Nous voyons souvent ces jeunes - qui sont les héritiers d’une génération d’hommes d’affaires mauritaniens, généralement des hommes self made man devenus patrons d’empires financiers sans formation ni préparation préalable – perpétuer les affaires de leurs géniteurs sans beaucoup d’imagination. 

A quoi rêvent ces jeunes riches ? Rêvent-ils d’avoir la plus belle villa secondaire de la ville ? Une villa cinq étoiles, avec mosquée privée dotée d’une sono HD, écrans plasma transmettant en direct les prières de la Mecque ? Un green 15 trous ? Un home-cinéma dans chaque chambre ? Un harem de mille et une filles ?

Verrons-nous un jour, l’un de ces jeunes riches émerger du lot et devenir mécène ? Mécène humanitaire ? Mécène culturel ? A investir ailleurs que dans les sphères politiques et privées. A cultiver la culture du mécénat, à cultiver des valeurs hors champs mercantiles, pour la cause publique, pour l’estime de soi.

Nous avons déjà une expérience de mécénat avec l’exemple de l’homme d’affaires Mohamed Ould Bouamatou, qui a créé un hôpital ophtalmologique à travers sa fondation.
Même si certains disent que c’est du blanchiment d’argent, ou du détournement de l’aide (Philip Morris), ou une arnaque... cette arnaque au moins aura servi à soulager quelques milliers de souffrances.

Vivement, d’autres fondations, ce ne sont pas les chantiers en souffrance qui manquent... en fait nous manquons de tout ... sauf de pauvres !

mardi 2 décembre 2014

LA GLOBALISATION EN APPEL



Après le « procès de Bamako» (film de Abderrahmane Sissako réalisé en 2006) qui pointait du doigt l’émergence de la mondialisation et ses conséquences sur nos économies nationales, la globalisation continue son ancrage en bouleversant les modèles socioéconomiques traditionnels qui, de divers, fractionnés et fermés sont de plus en plus uniques, globalisés et ouverts. Ce processus se traduit par la libre circulation de l'ensemble des ressources productives (monnaies, capitaux financiers, biens d'équipement et technologies, ressources humaines) au-delà des cadres et repères nationaux.
En Mauritanie, ce pays de 4 millions de commerçants, plus personne n’échappe à cette course vers la rentabilité par la standardisation des produits au détriment de tout particularisme lié aux cultures locales.
Les produits spécifiques à la culture mauritanienne sont entrain de succomber à ce fantastique rouleau compresseur. Ainsi, la Melhafa, cet habit traditionnel des femmes maures, peut nous servir d’exemple concret de l’impact de la globalisation sur une économie nationale spécifique.

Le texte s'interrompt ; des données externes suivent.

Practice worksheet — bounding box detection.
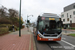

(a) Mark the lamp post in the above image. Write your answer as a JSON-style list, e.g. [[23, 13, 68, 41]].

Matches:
[[27, 15, 33, 31], [19, 0, 21, 37]]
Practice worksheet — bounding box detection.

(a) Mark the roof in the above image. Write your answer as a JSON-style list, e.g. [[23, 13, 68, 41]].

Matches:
[[41, 13, 60, 18]]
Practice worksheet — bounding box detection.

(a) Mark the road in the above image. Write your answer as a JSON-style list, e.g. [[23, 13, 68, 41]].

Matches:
[[62, 30, 75, 33], [29, 27, 75, 50]]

Dans les années 80, la « Melhafa khiatta » se confectionnait à partir d’une bande de 5mx1m50 d’un tissu « chegga » blanc importé d’Indonésie, sur lequel des femmes brodaient au fil de pêche les motifs qui donnaient ce cachet spécifique de la culture locale : carapace de tortue, dot du lièvre, pas du paon, salade, 

Ensuite, le projet de Melahfa était trempé dans une ou plusieurs mixtures de teintures « faites maison » pour au finish donner un beau voile aux couleurs et motifs variés. (cf. Claire Cécile Mitatre « El Melhafa).
Ce processus nécessitait 3 à 5 jours de  production et l’habit traditionnel ainsi confectionné revenait à la consommatrice entre 900 UM et 5.000 UM (1Euro = 400 UM), selon la variété des motifs et leur densité.



Puis, avec l’ouverture du marché asiatique, les commerçants ont commencé à faire venir le tissu « Chegga » déjà imprimé en Chine avec d’abord des motifs d’inspiration locale puis de plus en plus « impactés » par les couleurs et motifs d’ailleurs. (Phénomène de glocalisation).

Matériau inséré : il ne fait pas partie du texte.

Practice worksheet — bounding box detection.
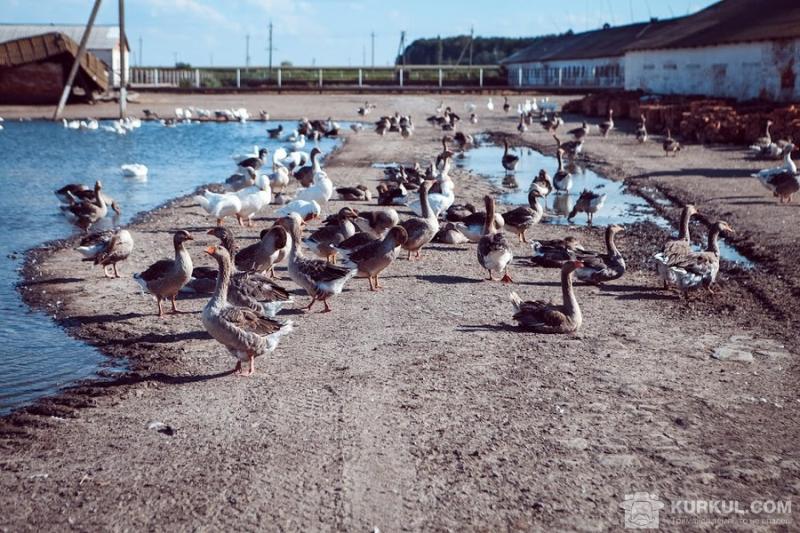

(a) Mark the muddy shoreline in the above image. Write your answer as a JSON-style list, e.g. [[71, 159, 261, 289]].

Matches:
[[0, 95, 800, 531]]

Puis le tissu de la Melhafa évolua et se décline actuellement en plusieurs variétés : conçu en Mauritanie ou à Dubaï et puis fabriqué en Chine pour le modèle en coton « Gaz », au Japon sa version plus soyeuse « Kanebo », ou en Inde pour la version tergalisée « Qumayri » … (Phénomène de globalisation).
Sur le marché de Nouakchott aujourd’hui les melhafas importés remplissent les étagères de tous les magasins, offrant des qualités variées et des prix allant de 1.500 UM à 25.000 UM.

La « Melhafa khiatta » d’abord secouée par l’inondation du marché par sa concurrente importée, s’est « adaptée à la globalistion» en devenant un « produit de luxe authentique » auquel seules les privilégiées ont accès, dont le prix varie entre 20.000 UM et 50.000 UM et peut s’exporter au Maroc, en Arabie Saoudite et même aux Etats Unis d’Amérique à travers des réseaux de ventes privées via internet.